With their history of bad behavior, would it have been warranted for Judge Vena to call the Board out on January 9?  Absolutely.  But I didn’t want the taxpayers of Montclair to foot the bill for my very satisfying day in court.

While Robin Kulwin and the BOE may be unbothered by recklessly running up their legal expenses and having the Montclair taxpayers pick up the tab, I am.  And that’s the reason why I chose to settle my case rather than keep the clash raging to a gratifying – yet prohibitively expensive - end.

P.S.  When mentioning the BOE above, I wasn’t referring to Board members David Cummings and Anne Mernin, both of whom have had the strength, integrity, and courage to speak out against the underhanded and destructive actions of their co-members and president.
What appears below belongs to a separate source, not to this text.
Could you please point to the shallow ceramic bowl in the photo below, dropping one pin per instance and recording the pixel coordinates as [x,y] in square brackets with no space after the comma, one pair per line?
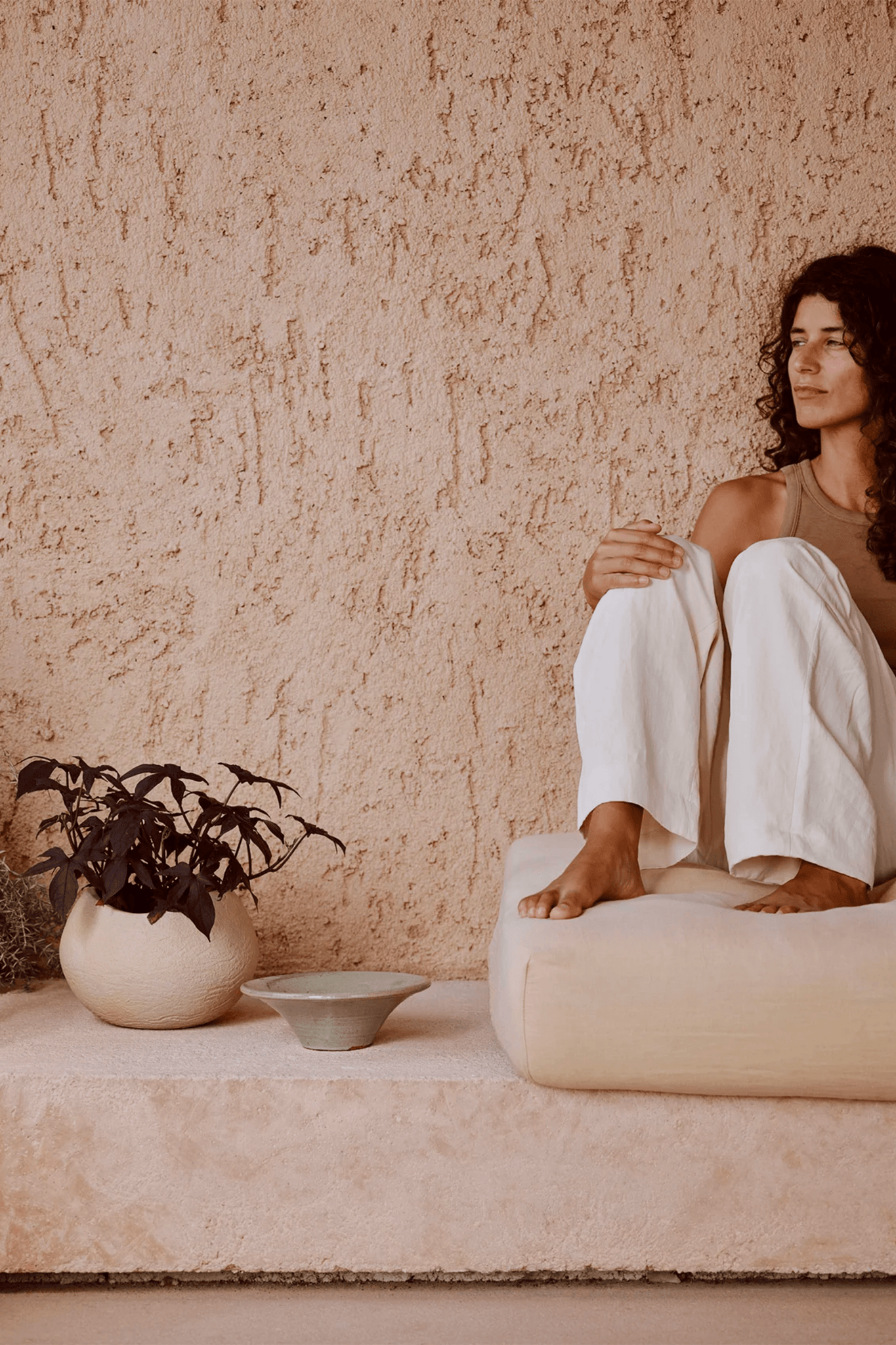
[335,1011]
P.P.S.  I’ve just learned that the BOE has come up with a new way of boosting their legal bill and badgering their critics in the community:  contacting their “Enemies List” directly and asking them what they know about the computer breach.  This is disingenuous and sneaky, since the BOE is well aware that the people who they’re harassing have none of the information that they’re looking for.  Are Kulwin and the BOE frustrated that their legal confrontation with me resolved too quickly?  Or do they have a secret fetish to be taken back to court and verbally spanked by another judge?